The Power of the Callable Bond

Finding the option to refinance debt too costly, the treasurer of the Tennessee Valley Authority unearths a way to ratchet down the premiums.

While the company pays a price for the automatic-reset feature, Hoskins says that it’s much cheaper than making frequent calls on bonds. Perhaps equally important though, is that it enables him to avoid the headache of making bets on when interest rates have reached their low. ”There are always people with 20-20 hindsight that say, ‘Well, you know that if you’d have called the bonds two months later you might have saved 20 basis points on the refinancing,” he explains. An edited version of the conversation, which ranged beyond bonds to the treasury function in general, follows.

As treasurer of TVA, what’s your biggest worry?

I think anytime we see the situation we saw last fall, when the credit markets were close to being frozen — I think that’s one of my biggest concerns. Most businesses that operate as going concerns assume that there are going to be functional credit markets. For a short period last fall that seemed to be in question.

What was your worst day in the middle of that, and what were your fears about TVA, in particular?

I don’t know that we had a “worst day.” In the height of the crisis in late September and early October we had a lower than normal amount of short-term debt, so the amount of short-term funding we had to do was significantly less than normal. In the funding we did, we found good demand for our short-term debt.

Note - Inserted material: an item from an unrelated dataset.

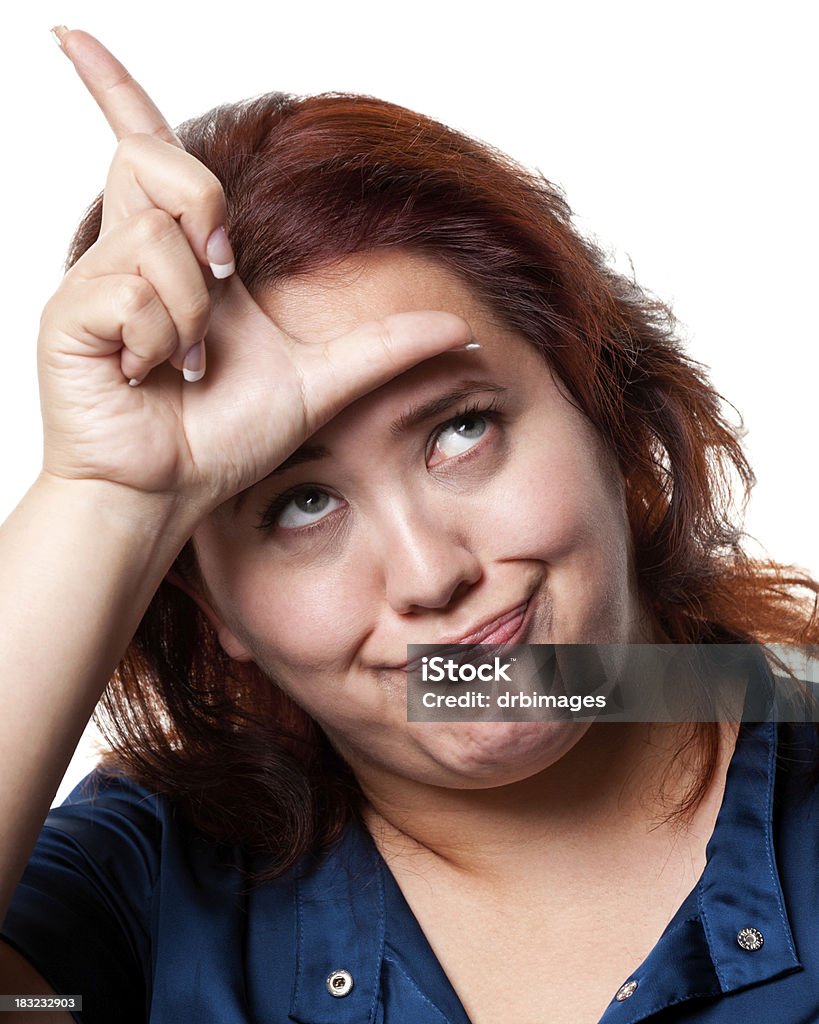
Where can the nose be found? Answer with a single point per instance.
(427, 561)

But when Treasury Secretary Paulson calls the CEOs of major Wall Street banks to his office and says, “You’ve got to sign this paper before you leave,” that’s got to be a pretty serious situation in the credit markets.

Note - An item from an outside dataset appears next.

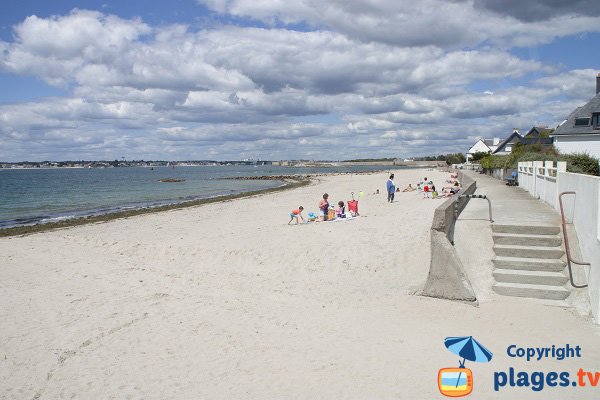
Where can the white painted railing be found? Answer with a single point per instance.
(545, 181)
(539, 179)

Considering that you were doing so well in the credit markets, what was your fear?

If the credit markets froze up, you’d see companies that rely on short-term funding default on their obligations and likely go into bankruptcy. We’re in the electric utility business; we sell directly to a lot of major companies in the Southeast, and we’d like to see those companies remain healthy, financially viable companies.

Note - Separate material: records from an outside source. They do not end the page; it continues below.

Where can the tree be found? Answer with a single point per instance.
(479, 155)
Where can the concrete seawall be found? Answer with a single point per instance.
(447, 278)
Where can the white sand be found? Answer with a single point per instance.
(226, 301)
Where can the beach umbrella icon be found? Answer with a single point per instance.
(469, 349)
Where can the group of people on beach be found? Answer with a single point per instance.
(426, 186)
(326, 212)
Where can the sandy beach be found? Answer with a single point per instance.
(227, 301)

Do you have any worries about suppliers?

Not as much. We do credit assessments of all our major suppliers, and we try to execute contracts with suppliers that are the most credit worthy. Or if they’re not, we try to deal with ones who put up some form of credit assurance in advance, for situations like we had last fall. 

How has the credit crisis affected TVA itself?

We pretty much refrained from issuing any long-term debt during the last four or five months of 2008. We were in the market regularly with short-term debt issues, and we had significant demand for TVA short-term debt during this time frame. We issued short-term debt at record low levels, as far as the interest rate goes.